About
Posted at TimesofSanDiego.com on 9/15/19
RUN DATES: 9/11/19 – 9/28/19
VENUE: Moonlight Stage Productions
All the ingredients are there: strong actor/singers, excellent dancers, gorgeous costumes, a 21-piece orchestra, timely issues of gender and sexual identity, and a Paris setting.
But alas, the soufflé falls flat.
“Victor/Victoria” has a long history: it began as a 1933 German film, “Viktor und Viktoria,” and was made into a British-American musical movie in 1982, written and directed by Blake Edwards and featuring his wife, the incomparable Julie Andrews, who also starred in the 1995 Broadway musical theater adaptation.
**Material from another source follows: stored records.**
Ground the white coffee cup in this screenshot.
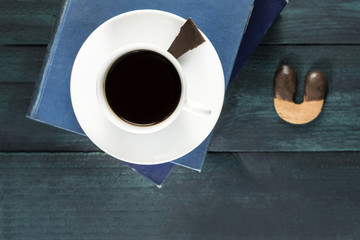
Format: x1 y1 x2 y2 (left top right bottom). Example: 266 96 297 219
96 43 211 134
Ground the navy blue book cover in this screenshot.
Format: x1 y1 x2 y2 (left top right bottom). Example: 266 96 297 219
230 0 288 84
27 0 286 186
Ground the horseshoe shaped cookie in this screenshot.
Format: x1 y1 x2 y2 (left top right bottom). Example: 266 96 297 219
274 64 327 124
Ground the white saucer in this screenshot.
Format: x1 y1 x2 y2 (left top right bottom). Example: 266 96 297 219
70 10 224 165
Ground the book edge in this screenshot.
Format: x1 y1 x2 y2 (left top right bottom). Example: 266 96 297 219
226 0 255 88
25 113 87 136
129 164 175 187
228 0 288 85
26 0 73 118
Maybe there were too many high-profile cooks for the stage version. Composer Henry Mancini, known for his soothing elevator-type music, died before the score was completed; it was taken up by Frank Wildhorn, known for overblown scores like “Jekyll and Hyde.” Leslie Bricusse wrote some clever lyrics (especially for “Chicago, Illinois,” which is totally nailed by hilarious Bets Malone as a ditz-brained gangster moll). Additional lyrics were contributed by Wildhorn. Blake Edward wrote the book.
In the Moonlight Stage production, much of the humor and many of the laugh-lines don’t land. And the LGBTQ Issues — not to mention the two central love stories — seem to be sidelined by the extreme amount of dancing and big chorus numbers. This isn’t a show about dance.
It’s about a down-on-her-luck 1930s English soprano (Allison Spratt Pearce) who takes shelter one rainy night in a gay/drag bar, and meets a cynical, flamboyant, middle-aged gay man (Lance Arthur Smith, less flamboyant and fey than he should be at the outset, though he ‘grows into’ the role in the second act). He becomes her friend, supporter, protector and promoter. As they trade confidences, he admits that he wishes he were a woman, while she fantasizes about what it would be like to “live without permission from a man “(“If I Were a Man”).
It’s Toddy’s brilliant idea to turn her into the Polish Count Grazinsky, so she becomes a woman pretending to be a man pretending to be a woman.
Victor becomes the toast of Paris café society. When ‘he’ meets King Marchan (Hank Stratton), the womanizing Chicago mobster, they’re both smitten. The attraction threatens King’s masculinity, while at the same time, he seriously doubts that Victor is a man. All this gayness emboldens King’s bodyguard, “Squash” (Johnny Fletcher) to uncover his own true self.
Honesty, deception and sexual identity are running themes. At this moment in history, the show should pop — for many reasons. Yet, it has a weak score, and it’s too long for its own good.
That said, Spratt Pearce, a beloved local actor with Broadway credentials, gets to display her prodigious triple-threat talents, including first-rate dance moves and a stratospheric high note that can smash a chandelier.
When she’s playing Victor, her bodice isn’t bound, so the fact that she has breasts is not obscured , making it a little harder to buy her as a man.
Her best song is probably the show’s best known, “Le Jazz Hot.” Despite multiple other big chorus numbers (schmaltzily helmed by director/choreographer John Vaughan), most of the songs are not memorable or readily hummable.
The source of the stunning sets and costumes (originally designed by Robin Wagner and Willa Kim, respectively) does not seem to be noted. But they are notable. The lighting (Jean-Yves Tessier) and sound (Jim Zadai) are notable as well, and the 21-member orchestra is superb, under the baton of music director/conductor Lyndon Pugeda.
This is a big, splashy production of a show that needs considerable re-thinking and retooling. After nearly 25 years, that’s unlikely. But it’s nice, after all these years, to see a musical that no other local company has produced. Moonlight continues to awe, with its knockout productions of older works (their “West Side Story” was nonpareil) and chance-taking with lesser-knowns.